Parathyroid adenoma within or adjacent to the vagus nerve is a rare ectopia, with only 21 cases reported in the literature [1,2,3]. A plausible explanation described by Gilmour in 1937 is that parathyroid elements, destined for the inferior parathyroid glands, may segregate and attach to the nerve during embryogenesis [4, 5].

We present a 49-year-old woman with primary hyperparathyroidism complicated by osteoporosis (T-score: − 3.1 SD), over 30 episodes of urolithiasis necessitating invasive treatment, and recurrent acute pancreatitis despite the absence of additional risk factors. Ultrasound, technetium-99 m-sestamibi scintigraphy (a), three cervical explorations, and one thoracoscopic thymectomy by experienced surgeons at other medical centers were unsuccessful in revealing a parathyroid adenoma.
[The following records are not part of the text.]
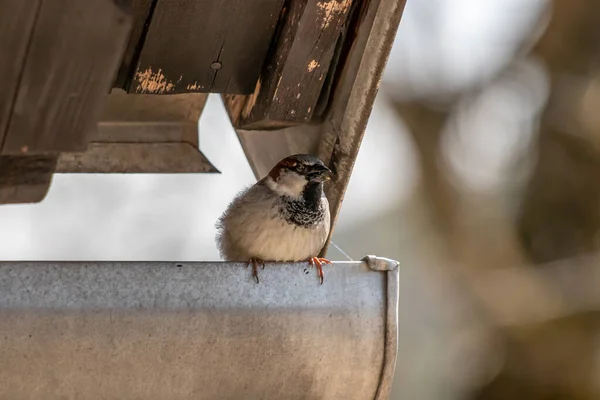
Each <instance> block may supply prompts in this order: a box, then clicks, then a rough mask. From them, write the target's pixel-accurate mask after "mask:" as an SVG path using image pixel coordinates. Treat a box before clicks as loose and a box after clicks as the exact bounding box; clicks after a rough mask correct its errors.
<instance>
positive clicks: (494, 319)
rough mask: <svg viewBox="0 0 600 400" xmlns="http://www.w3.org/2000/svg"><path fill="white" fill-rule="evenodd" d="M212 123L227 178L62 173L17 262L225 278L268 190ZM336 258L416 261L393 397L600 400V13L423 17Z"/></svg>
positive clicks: (410, 290) (21, 209) (21, 232)
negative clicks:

Eventually, the patient underwent a fluorine-18-fluorocholine PET/CT with a digital PET scanner (Biograph Vision, Siemens). This scan revealed a 7 mm intra-vagal parathyroid adenoma with high fluorine-18-fluorocholine uptake (maximum intensity projection, b; axial PET/CT, c). The contrast-enhanced CT (d) and the 3D reconstruction of the PET/CT (e) illustrate the unusual location of the parathyroid adenoma between the left internal carotid artery and the jugular vein, 2 cm cranially to the carotid bifurcation. The nodule was successfully resected, and subsequently, the serum parathyroid hormone decreased from 25 to 0.9 pmol/L (reference values: 1.1–6.8 pmol/L).

The improved spatial resolution and contrast of digital PET facilitate the detection of small lesions [6]. Together with the high accuracy of fluorine-18-fluorocholine PET [7], it provides the opportunity to improve the diagnostic work-up and thus the surgical management of patients with intra-vagal parathyroid adenoma.